DEFINITION of 'Clean Shares'

Clean shares are a relatively new class of mutual fund shares. The mutual fund industry introduced clean shares, along with T shares, in response to the Department of Labor’s fiduciary rule. This conflict-of-interest rule was designed to put an end to unscrupulous behavior among financial advisors, such as recommending more expensive fund options to clients so they can collect higher commissions. Because clean shares provide one uniform price across the board, advisors are not tempted to push an expensive fund over a more affordable one.

BREAKING DOWN 'Clean Shares'

According to a Morningstar report, clean shares are the best way to enhance transparency for mutual fund investors. Unlike T shares, clean shares do not have sales loads or annual 12b-1 fees for fund services. Although clean shares carry fees for investment management and administrative costs, these shares do not include distribution fees. However, advisory firms can layer on additional fees for their services. Brokers set their own commissions for selling clean shares, which adds some transparency for investors.
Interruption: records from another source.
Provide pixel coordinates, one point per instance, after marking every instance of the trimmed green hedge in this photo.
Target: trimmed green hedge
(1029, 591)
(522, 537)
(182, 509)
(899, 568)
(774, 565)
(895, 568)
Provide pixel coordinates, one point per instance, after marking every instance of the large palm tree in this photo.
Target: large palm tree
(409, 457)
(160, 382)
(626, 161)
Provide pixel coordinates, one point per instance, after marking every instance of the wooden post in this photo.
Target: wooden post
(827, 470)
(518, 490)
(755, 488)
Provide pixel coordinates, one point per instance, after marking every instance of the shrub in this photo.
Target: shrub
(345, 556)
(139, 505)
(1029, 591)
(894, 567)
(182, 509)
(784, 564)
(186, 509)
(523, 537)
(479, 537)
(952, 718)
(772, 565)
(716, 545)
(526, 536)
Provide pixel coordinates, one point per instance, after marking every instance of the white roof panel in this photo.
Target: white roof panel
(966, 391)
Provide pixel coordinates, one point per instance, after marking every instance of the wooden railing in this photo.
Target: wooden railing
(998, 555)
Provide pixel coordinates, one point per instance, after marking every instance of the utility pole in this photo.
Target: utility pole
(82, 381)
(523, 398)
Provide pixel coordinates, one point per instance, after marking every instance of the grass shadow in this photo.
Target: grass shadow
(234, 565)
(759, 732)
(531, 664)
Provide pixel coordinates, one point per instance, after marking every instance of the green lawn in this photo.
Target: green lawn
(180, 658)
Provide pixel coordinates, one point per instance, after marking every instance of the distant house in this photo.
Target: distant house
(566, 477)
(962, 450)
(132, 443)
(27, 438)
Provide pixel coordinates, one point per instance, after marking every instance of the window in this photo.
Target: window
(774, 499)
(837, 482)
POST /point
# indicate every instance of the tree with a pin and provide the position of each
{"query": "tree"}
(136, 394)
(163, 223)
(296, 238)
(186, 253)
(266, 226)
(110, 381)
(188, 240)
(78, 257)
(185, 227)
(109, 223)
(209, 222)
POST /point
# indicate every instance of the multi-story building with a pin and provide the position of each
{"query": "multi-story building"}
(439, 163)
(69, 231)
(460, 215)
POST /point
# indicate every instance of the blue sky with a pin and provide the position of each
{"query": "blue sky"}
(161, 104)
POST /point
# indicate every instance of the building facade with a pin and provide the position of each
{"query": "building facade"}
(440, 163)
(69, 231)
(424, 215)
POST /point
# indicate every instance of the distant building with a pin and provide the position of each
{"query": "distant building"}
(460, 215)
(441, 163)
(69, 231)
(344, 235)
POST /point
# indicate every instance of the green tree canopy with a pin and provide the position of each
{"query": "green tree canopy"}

Not only do clean shares lead to higher transparency and fewer conflicts of interest, but this share class could also offer investors big savings. According to the Morningstar analysis, clean shares and other new share classes designed in the wake of the fiduciary rule could save investors at least 0.50% in returns, compared to current offerings. To top it off, investors could receive an extra 0.20% in savings because their advisors will have the incentive to recommend the fund that’s in the consumer's best interest.